Raramente alguém se lembra imediatamente desses parâmetros, mas eles afetam diretamente o campo magnético, especialmente em sistemas eletromagnéticos. O aumento da temperatura na oficina, que pode disparar no verão, leva ao superaquecimento das bobinas e, consequentemente, à queda da intensidade do campo se não houver resfriamento adequado. Foi até necessário instalar ventiladores adicionais em equipamentos críticos para manter o modo.

A umidade é outro inimigo. A alta umidade combinada com poeira pode levar à formação de depósitos condutores no isolamento, micro-rupturas e corrosão dos contatos. Tudo isso afeta a estabilidade do fornecimento de energia para a criação do campo. Isto é especialmente crítico para sistemas de alta tensão. Em uma instalação mais antiga, os gabinetes de controle de energia do separador tiveram que ser completamente vedados e purgados com ar comprimido para evitar desligamentos acidentais devido à condensação.

E também sobre a temperatura do próprio material. O minério quente (após secagem, por exemplo) possui propriedades magnéticas diferentes? Em geral sim, mas para ferromagnetos como a magnetita, o ponto Curie é muito alto e nas faixas de operação essa influência é insignificante. Porém, o calor pode afetar os ímãs permanentes de uma estrutura, reduzindo sua magnetização remanente. Portanto, para separadores que operam com produtos quentes, isso é sempre especificado separadamente no pedido, e os fabricantes usam tipos especiais de materiais magnéticos resistentes ao calor.

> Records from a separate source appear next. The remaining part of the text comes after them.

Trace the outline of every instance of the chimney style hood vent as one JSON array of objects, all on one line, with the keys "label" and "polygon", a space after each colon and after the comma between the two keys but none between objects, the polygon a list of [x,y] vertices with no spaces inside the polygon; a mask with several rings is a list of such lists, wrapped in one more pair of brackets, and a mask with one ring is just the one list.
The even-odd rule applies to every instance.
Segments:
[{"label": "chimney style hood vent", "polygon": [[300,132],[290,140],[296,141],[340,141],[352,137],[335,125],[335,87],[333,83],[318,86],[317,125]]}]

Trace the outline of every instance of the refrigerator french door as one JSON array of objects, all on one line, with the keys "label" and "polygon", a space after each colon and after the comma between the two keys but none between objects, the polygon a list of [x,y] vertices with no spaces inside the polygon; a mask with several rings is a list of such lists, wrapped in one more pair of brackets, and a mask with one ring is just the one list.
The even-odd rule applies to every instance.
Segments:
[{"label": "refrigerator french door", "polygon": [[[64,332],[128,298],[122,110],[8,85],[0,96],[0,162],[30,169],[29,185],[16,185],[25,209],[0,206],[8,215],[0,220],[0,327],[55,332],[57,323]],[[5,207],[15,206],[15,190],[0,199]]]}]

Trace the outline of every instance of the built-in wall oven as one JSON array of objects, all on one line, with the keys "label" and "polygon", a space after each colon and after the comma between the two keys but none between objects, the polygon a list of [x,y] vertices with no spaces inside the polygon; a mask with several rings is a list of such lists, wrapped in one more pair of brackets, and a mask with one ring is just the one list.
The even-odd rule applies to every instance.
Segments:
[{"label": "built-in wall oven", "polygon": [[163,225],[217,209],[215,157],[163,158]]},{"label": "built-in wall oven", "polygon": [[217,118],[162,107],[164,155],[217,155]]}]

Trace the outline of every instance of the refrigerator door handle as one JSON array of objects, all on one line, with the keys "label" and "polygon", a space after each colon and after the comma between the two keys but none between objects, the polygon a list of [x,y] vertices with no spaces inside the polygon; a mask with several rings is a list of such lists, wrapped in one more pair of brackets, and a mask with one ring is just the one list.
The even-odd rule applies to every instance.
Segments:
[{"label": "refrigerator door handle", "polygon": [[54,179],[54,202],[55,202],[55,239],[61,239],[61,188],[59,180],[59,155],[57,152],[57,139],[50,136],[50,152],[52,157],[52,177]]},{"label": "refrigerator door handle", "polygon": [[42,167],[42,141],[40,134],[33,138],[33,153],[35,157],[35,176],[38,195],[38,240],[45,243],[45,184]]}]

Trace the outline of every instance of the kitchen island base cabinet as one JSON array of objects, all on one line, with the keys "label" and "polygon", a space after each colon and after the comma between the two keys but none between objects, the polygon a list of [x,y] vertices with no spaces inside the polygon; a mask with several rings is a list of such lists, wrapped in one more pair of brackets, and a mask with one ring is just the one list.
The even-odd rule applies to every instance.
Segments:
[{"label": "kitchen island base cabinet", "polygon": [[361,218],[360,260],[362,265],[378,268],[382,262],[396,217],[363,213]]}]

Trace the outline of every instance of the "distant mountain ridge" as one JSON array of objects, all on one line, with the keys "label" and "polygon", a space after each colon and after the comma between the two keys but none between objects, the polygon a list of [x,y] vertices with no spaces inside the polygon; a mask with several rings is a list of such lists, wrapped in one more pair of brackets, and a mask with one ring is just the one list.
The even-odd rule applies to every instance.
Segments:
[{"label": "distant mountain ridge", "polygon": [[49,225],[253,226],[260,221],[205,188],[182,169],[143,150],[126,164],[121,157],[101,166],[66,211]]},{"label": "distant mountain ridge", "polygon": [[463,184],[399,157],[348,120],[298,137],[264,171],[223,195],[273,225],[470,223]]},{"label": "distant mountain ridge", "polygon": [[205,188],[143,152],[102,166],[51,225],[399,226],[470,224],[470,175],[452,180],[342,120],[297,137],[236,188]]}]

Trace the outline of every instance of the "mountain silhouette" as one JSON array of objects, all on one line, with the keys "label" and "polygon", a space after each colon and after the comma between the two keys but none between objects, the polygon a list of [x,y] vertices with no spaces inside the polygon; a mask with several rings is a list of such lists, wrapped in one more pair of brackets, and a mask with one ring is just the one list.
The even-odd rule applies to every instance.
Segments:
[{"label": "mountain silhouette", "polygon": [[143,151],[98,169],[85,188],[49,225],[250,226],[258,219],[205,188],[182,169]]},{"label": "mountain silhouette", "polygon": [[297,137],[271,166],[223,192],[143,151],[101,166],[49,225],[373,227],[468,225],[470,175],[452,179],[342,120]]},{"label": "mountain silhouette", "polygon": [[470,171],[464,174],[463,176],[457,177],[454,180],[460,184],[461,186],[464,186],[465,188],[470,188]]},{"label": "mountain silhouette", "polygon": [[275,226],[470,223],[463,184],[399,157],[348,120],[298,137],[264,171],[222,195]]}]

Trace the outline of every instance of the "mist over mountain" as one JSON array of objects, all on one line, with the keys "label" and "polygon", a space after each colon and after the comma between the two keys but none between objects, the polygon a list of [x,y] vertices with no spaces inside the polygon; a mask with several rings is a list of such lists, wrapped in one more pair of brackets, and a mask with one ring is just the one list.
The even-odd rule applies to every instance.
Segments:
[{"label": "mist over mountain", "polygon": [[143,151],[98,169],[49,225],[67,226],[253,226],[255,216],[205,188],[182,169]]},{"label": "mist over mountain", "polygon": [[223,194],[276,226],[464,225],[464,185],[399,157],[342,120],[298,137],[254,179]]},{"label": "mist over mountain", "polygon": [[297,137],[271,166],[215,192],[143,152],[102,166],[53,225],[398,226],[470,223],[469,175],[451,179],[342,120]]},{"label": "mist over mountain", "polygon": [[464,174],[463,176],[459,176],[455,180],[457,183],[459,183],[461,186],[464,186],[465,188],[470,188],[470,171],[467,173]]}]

Considerações finais: o campo como organismo vivo

Como resultado, gostaria de dizer que o campo magnético do separador não é uma característica estática especificada no passaporte. Este é um parâmetro dinâmico que vive e muda sob condições de produção. A sua eficácia é o resultado de uma simbiose de um design competente (aqui é importante o papel de um fabricante sério e com experiência, como a corporação LONGI, que não só fabrica equipamentos, mas, a julgar pela sua história desde 1993 e pela escala de produção, está profundamente imerso nos problemas das plantas de enriquecimento), instalação de alta qualidade e, o mais importante, operação cuidadosa.

Você não pode simplesmente instalar um separador e esquecê-lo. Você precisa 'sentir': ouvir o funcionamento do sistema de refrigeração, monitorar a estabilidade dos parâmetros de potência, verificar regularmente o campo nos pontos de controle, analisar os produtos de separação. Muitas vezes, é pelas mudanças na qualidade do concentrado ou dos rejeitos que se pode julgar indiretamente o aparecimento de problemas no sistema magnético, mesmo antes de levarem a uma falha óbvia.

Portanto, voltando ao início, o principal é fugir de uma visão simplificada da força da gravidade. O sucesso da separação magnética é determinado pelo controle preciso e pela manutenção exatamente das características do campo magnético - sua força, gradiente, estabilidade e configuração - que se destinam a uma tarefa tecnológica específica. E esse processo exige não só equipamentos, mas também atenção e compreensão constante por parte da equipe. Esta é a prática que distingue o trabalho real dos belos números de um catálogo.